A Virginia State Police helicopter monitored Fields as he sped away from the crime scene. Law enforcement officials in the helicopter followed the car and radioed information about its location and movements to ground units, who were able to apprehend Fields. The law enforcement helicopter also captured video footage of the attack and the aftermath, which was used at trial. Fields was ultimately found guilty of first-degree murder, hit and run, and malicious wounding.
The law enforcement officials who worked from the air to aid in the capture, Berke Bates and H. Jay Cullen, left the rally site via helicopter later that afternoon in order to monitor Governor Terry McAuliffe's motorcade from the air, when their helicopter suddenly crashed, killing both men.
Now the widows of the two men have filed a wrongful death suit, alleging that negligence and fraud led to the fatal helicopter crash. The plaintiffs assert that the helicopter, a Bell 407 manufactured by Bell Helicopter Textron, was a “maintenance nightmare” with a reputation for often requiring repairs; these repairs would ultimately lead to the crash. According to the complaint, “these defendants failed to inform the Virginia State Police that the helicopter was beyond its useful service life and due to its history should have been retired from service and by otherwise failing to perform inspections and maintenance that fell well below the standard of care in the industry.”
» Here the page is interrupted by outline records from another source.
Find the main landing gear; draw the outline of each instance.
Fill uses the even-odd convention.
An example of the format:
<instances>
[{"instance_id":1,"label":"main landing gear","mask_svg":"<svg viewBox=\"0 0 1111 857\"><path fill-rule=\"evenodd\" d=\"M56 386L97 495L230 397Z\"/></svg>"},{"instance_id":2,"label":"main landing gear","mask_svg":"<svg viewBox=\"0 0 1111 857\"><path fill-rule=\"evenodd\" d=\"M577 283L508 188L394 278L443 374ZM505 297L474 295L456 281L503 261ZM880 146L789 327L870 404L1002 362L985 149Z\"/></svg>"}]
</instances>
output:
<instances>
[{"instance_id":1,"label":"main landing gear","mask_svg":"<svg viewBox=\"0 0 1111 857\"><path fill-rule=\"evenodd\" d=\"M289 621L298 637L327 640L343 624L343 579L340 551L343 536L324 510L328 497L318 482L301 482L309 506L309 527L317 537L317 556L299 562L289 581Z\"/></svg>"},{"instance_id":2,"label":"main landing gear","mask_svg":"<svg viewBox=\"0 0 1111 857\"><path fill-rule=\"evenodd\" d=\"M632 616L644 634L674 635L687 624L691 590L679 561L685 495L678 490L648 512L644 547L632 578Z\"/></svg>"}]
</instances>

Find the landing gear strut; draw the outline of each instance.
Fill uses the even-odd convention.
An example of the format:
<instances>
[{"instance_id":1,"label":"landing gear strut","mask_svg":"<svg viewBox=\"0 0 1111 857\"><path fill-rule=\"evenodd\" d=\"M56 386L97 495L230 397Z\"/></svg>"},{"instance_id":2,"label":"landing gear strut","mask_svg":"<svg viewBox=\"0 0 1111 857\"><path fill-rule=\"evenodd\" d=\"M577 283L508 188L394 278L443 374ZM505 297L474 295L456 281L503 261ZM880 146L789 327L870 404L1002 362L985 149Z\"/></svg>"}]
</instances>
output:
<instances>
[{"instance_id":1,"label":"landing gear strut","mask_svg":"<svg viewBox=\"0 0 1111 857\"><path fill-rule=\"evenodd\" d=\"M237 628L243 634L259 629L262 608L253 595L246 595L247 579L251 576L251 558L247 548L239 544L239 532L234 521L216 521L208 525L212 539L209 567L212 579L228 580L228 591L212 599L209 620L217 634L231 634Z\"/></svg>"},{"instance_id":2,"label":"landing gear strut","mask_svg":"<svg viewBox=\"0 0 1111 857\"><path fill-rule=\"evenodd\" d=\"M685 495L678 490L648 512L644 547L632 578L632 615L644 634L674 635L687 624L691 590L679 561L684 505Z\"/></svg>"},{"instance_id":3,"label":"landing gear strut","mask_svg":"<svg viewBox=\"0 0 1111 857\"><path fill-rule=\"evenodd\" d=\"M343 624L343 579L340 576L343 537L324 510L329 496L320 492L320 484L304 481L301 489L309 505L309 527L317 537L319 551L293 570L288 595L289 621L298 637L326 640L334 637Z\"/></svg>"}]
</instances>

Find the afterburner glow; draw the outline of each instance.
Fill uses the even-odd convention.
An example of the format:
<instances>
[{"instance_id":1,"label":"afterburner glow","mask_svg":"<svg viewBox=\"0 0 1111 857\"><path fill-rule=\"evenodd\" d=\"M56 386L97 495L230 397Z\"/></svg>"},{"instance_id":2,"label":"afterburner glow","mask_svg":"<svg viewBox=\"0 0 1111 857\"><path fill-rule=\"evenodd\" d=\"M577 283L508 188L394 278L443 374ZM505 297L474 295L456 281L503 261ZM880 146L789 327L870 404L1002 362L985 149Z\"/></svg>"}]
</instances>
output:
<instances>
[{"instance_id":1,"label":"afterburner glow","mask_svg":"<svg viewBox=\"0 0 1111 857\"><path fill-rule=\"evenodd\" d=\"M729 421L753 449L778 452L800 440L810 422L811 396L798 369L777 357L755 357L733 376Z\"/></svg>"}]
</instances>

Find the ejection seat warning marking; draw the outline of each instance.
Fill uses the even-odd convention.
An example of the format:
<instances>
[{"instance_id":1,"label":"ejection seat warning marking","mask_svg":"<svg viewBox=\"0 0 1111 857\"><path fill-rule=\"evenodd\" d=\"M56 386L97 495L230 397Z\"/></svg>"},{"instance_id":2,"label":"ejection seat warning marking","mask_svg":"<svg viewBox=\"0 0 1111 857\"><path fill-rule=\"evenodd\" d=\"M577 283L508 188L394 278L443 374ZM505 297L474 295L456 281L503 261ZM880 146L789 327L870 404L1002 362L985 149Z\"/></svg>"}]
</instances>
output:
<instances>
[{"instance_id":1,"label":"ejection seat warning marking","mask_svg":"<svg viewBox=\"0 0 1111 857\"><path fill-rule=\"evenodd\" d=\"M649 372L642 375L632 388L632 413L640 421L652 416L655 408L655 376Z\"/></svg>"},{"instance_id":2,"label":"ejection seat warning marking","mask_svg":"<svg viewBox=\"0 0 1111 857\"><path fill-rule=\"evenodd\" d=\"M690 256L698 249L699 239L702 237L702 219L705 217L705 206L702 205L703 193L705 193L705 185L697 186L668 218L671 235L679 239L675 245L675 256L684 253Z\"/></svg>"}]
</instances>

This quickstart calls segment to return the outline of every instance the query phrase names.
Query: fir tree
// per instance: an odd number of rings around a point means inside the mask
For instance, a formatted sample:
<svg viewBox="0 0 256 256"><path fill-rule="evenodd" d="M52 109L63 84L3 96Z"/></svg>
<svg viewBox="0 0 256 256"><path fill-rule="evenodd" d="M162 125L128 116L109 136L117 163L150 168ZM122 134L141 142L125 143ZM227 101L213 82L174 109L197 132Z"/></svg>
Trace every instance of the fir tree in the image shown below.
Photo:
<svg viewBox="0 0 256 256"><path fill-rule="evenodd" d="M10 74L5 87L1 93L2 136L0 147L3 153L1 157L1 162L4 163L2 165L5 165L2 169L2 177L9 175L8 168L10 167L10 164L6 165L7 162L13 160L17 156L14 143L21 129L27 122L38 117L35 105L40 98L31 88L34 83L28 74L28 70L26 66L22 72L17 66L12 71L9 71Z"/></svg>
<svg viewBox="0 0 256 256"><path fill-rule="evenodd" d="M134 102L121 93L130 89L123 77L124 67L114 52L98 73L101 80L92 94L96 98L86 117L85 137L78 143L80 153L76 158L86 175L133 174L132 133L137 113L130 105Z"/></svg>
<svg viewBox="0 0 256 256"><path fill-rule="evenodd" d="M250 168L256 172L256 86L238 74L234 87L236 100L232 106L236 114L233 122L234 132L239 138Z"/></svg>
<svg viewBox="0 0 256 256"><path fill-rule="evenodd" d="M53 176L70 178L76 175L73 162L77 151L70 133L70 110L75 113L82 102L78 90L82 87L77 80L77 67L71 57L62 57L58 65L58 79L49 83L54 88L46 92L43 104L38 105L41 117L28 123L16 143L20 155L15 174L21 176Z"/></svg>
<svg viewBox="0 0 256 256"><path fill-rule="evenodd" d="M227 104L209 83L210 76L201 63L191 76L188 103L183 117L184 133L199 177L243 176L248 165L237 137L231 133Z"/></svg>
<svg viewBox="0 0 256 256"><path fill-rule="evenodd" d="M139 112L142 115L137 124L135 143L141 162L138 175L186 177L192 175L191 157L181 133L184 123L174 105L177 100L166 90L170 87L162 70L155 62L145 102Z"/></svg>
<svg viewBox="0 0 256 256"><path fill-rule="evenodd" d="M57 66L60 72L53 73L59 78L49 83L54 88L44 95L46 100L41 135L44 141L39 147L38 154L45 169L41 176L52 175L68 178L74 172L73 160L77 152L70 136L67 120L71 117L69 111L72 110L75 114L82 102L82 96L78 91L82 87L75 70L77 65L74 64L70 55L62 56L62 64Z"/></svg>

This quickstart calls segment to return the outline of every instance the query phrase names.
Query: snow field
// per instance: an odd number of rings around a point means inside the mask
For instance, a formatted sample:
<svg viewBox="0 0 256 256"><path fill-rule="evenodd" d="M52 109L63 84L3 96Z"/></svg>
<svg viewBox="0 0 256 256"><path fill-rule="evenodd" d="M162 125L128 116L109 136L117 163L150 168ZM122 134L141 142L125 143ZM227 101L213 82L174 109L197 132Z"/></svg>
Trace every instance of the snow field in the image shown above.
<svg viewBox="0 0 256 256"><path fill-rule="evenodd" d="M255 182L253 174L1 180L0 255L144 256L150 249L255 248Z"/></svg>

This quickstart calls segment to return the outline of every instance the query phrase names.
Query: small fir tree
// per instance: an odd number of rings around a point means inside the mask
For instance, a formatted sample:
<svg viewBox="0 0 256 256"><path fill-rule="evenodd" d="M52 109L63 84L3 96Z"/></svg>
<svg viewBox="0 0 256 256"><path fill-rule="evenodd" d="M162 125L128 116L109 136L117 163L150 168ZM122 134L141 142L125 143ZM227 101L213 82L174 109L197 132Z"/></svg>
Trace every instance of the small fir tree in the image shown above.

Defendants in the wrongful death claim include Bell Helicopter Textron, Rolls-Royce Corp., Dallas Airmotive Inc., Triumph Group Inc., Uniflight West Penn LLC (a maintenance company), and Goodrich Pump & Engine Control Systems Inc. Rolls-Royce and Bell Helicopter have responded, denying responsibility for the crash and arguing the claims of negligence and fraud are insufficient. They have also posed a number of affirmative defenses, including operator error.
Investigators from the National Transportation Safety Board (NTSB) are still working to determine why the helicopter crashed. Shortly following the crash, the NTSB estimated that the agency's final report would be completed within 12 to 18 months. At the time of this writing—24 months after the accident—no report has been made available. A spokesman for the NTSB recently said that the final decision is now not expected until next year.